How to persist data in memcached
Steven Grimm
sgrimm at facebook.com
Wed Jul 25 08:31:33 UTC 2007
Hanson Lu wrote:
> Hi,
> I want to save all data(to file system) in memcached when
> application exit, how to do it?
>
> AFAIK, memcached has no interface to traverse all data, right?
That's right. Memcached is a cache, not a primary data store. If you
need to persist items to a database, you should do it incrementally as
you populate the cache. In our environment (with a few exceptions) we
only ever populate the cache with data we've read from a database --
that is, everything in the cache is guaranteed to be backed by a
persistent store because it comes from a persistent store in the first
place. When we update an object, we update it in the database and delete
it from the cache, so the next reader that needs it can pull it from the
database. That last part may or may not be optimal for your application
(it essentially means the cache is lazy-populated) but the first part is
a good guideline: if it's not already backed by a persistent store,
don't put it in the cache. Follow that and you'll never need to worry
about whether the cache can be dumped to disk.
Dumping the cache to disk is dangerous in any event. Consider:
User updates his account information
Your code updates the database
Your code updates the cache
You dump the cache to disk and start working on the cache host
User updates his account information again
Your code updates the database
Your code doesn't update the cache (because it's offline at the moment)

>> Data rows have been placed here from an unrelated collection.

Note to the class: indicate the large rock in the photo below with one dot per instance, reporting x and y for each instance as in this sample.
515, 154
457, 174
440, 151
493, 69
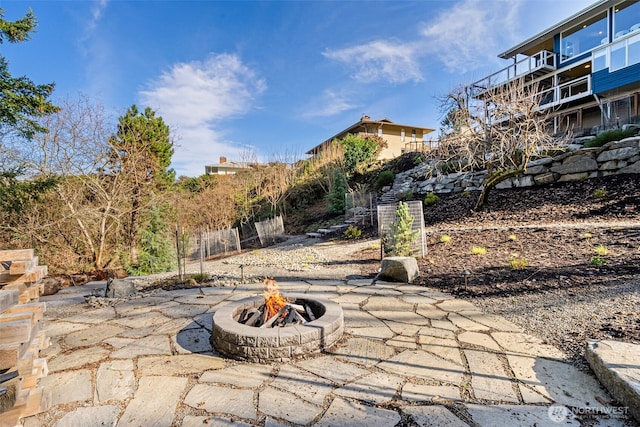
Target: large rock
399, 269
118, 288
617, 366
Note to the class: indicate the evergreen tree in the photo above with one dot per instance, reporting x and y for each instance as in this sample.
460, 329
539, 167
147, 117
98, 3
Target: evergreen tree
337, 192
21, 100
401, 237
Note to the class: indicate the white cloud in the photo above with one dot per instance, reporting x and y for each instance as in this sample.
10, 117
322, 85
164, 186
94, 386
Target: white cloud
380, 60
331, 103
471, 33
194, 97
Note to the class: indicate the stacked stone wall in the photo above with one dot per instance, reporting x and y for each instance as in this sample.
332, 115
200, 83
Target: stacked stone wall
617, 157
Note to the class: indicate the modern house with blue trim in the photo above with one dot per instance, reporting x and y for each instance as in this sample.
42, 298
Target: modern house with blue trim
587, 68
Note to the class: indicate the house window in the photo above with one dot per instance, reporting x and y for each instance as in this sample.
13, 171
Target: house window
584, 37
626, 19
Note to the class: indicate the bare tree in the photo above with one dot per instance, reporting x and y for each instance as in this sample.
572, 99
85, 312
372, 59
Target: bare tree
499, 130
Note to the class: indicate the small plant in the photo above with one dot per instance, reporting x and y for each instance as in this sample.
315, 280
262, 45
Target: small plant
596, 261
352, 232
431, 199
600, 192
478, 250
385, 178
200, 277
517, 262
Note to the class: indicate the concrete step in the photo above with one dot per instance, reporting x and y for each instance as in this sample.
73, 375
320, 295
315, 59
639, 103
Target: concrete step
617, 366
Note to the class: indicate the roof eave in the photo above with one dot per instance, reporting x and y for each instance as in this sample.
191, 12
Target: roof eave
594, 9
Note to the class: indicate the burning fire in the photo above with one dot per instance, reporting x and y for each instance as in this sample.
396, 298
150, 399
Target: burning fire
273, 300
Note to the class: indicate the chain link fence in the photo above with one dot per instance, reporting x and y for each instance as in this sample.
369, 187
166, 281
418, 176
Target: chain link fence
387, 216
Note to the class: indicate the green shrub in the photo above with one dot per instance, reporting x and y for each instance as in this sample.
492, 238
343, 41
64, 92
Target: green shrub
384, 178
612, 135
352, 232
431, 199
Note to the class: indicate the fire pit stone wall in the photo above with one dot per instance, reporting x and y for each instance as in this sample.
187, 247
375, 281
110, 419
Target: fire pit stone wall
249, 343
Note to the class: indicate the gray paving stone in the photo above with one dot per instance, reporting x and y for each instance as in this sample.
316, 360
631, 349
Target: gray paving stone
558, 381
93, 335
303, 384
494, 322
332, 369
377, 388
381, 303
192, 341
464, 323
433, 416
437, 332
95, 416
454, 305
67, 387
489, 380
479, 339
144, 320
222, 400
280, 404
363, 351
348, 413
514, 343
180, 364
403, 328
517, 415
77, 358
154, 402
184, 310
93, 317
426, 392
61, 327
114, 381
361, 319
380, 332
408, 317
402, 342
420, 300
243, 375
211, 421
422, 364
444, 348
151, 345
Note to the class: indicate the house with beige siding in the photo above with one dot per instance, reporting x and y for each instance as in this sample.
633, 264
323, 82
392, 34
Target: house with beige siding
400, 138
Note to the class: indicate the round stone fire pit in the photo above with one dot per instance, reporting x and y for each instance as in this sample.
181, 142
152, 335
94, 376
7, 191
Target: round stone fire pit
243, 342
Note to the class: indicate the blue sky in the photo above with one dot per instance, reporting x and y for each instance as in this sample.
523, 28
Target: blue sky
273, 77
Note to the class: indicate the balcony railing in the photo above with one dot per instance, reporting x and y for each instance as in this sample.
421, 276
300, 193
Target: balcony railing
543, 60
565, 92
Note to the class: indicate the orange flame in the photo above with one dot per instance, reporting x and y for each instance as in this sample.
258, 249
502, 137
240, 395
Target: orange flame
273, 300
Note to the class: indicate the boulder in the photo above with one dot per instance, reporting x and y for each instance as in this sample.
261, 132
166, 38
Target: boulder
118, 288
399, 269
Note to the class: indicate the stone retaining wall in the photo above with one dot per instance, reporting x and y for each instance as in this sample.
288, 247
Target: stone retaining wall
618, 157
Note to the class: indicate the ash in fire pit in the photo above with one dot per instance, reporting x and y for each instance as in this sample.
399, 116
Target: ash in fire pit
278, 311
298, 325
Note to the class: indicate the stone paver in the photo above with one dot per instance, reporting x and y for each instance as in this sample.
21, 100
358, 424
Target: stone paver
435, 360
114, 381
434, 416
154, 402
222, 400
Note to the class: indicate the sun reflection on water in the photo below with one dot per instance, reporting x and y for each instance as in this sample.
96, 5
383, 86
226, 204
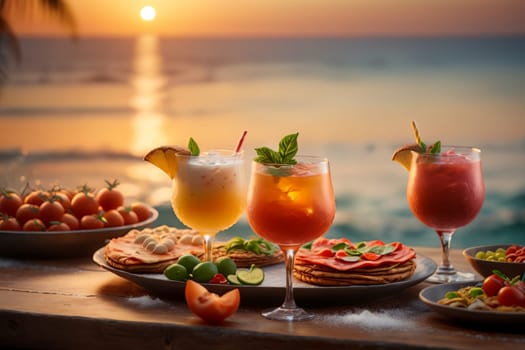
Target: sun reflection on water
148, 83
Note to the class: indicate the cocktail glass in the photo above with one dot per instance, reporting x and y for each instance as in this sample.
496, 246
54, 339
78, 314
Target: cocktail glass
445, 191
209, 193
291, 205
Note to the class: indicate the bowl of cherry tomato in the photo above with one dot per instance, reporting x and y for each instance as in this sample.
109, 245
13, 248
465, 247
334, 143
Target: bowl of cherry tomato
507, 258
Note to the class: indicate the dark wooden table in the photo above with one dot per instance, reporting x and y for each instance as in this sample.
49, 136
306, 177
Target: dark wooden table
74, 304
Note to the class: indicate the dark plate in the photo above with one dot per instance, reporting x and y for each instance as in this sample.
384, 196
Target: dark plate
273, 285
62, 244
431, 295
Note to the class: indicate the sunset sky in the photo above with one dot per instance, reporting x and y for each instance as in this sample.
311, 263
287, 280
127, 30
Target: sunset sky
285, 18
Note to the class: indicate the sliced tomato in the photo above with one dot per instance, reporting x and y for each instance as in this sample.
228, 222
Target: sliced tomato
370, 256
208, 306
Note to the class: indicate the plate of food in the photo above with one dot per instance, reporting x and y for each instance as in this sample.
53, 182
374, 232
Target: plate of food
466, 301
128, 258
506, 258
59, 223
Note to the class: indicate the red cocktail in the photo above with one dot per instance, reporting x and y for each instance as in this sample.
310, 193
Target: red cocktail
446, 191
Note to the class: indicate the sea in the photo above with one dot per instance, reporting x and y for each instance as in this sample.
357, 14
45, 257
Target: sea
75, 112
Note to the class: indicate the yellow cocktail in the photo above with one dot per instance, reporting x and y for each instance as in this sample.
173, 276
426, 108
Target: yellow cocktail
209, 192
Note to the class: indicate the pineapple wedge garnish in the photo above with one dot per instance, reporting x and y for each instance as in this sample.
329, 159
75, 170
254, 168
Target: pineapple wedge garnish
165, 158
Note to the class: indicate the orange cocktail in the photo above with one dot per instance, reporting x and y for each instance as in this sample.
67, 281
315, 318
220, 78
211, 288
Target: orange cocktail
290, 204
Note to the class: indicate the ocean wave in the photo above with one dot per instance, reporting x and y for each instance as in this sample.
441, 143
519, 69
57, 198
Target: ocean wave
23, 111
17, 154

You bring the cache back online and it restores its state
User views his account information and gets the old data from the cache
Obviously this race condition exists to some extent even without a
persistent dump, but it's miniscule in comparison and is much easier to
work around in the application code. On a busy site any persistent
snapshot of the cache is pretty much guaranteed to be stale even before
it's finished hitting the disk.
That said, if you want a persistent store with a memcached interface,
Google "Tugela cache" and you might find that more to your liking.